28 October 2002

An end to the Armalite?

Veteran analyst Tom McGurk in yesterday's Sunday Business Post suggests that Republicans:

"...should more accurately read into Blair's seemingly ham-fisted approach his clear recognition that the internal political dynamic for change has come from the republican movement all along. Blair's Belfast subtext was that once again it is needed to clear the stasis."

He continues:

"The historic Irish space between constitutionalism and republicanism was closed when the former colonial power accepted a redefinition of `national self-determination', which postulated British neutrality on Irish affairs and ended political majoritarianism."

Turning to unionism he states:

"Locked into a prehistoric political quarrel with the DUP, unionists are doomed to go soon to an electorate which, devoid of any political leadership, will subsequently tie them to a political menu impossible to deliver. The consequences of that will be even more unionist political disintegration. Astonishingly, even up to now -- almost five years after Good Friday -- they still don't seem to understand that if they are ever again to enjoy political power in Ireland, it can only be in concert with, and by acceptance of, the nationalists."

McGurk insists that this adds up to an entirely new set of circumstances:

"...the deliberate sectarian gerrymander that the Northern state was in the first instance has now disappeared, eroded by demographics.

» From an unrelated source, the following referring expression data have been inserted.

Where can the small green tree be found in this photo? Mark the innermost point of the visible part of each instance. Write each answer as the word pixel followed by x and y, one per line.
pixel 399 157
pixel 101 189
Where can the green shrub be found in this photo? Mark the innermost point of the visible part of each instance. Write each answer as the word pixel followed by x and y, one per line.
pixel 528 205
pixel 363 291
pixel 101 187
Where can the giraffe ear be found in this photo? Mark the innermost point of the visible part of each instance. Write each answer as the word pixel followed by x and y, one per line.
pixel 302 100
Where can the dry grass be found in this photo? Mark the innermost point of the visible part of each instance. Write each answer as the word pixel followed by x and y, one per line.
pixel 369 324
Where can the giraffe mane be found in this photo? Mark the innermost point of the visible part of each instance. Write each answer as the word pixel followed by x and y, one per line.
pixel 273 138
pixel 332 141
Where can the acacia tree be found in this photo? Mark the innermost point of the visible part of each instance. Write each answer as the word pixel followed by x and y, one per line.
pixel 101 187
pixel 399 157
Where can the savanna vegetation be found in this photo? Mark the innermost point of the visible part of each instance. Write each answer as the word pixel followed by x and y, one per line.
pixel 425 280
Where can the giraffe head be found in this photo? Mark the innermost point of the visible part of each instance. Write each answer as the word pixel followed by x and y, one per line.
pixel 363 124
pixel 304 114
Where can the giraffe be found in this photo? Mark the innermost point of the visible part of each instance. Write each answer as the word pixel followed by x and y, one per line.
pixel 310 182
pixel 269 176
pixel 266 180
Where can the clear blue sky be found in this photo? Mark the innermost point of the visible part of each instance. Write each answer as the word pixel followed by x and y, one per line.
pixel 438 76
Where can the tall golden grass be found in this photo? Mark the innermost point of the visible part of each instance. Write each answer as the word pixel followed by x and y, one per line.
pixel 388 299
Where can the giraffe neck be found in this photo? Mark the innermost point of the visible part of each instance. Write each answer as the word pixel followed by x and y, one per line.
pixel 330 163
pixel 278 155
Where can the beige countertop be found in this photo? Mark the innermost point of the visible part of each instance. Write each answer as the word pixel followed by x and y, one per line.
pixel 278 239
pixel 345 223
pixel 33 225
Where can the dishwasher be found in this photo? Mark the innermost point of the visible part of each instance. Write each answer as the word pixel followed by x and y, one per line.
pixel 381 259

And, since the perceived impossibility of creating any normal politics in that context was always an ideological imperative in republican calculations, they must now accept what is patently the opposite of that traditional scenario and act accordingly."

Added to this:

"...spiralling nationalist economic, educational and cultural power, and the prospect of, or need for, paralimitarism ever again becomes ludicrous. Quite simply, the new demographics have presented republicans with a personal Rubicon, and they should recognise the evidence of their own eyes. The six-county state of the days of Tom Williams, for example, and today are two entirely different places."

And finally:

"...if, as I suspect, Blair in Belfast began a new round of political choreography, demanding a republican retreat from paramilitary instincts, so too must begin a chorus for a unionist retreat from its sectarian instincts."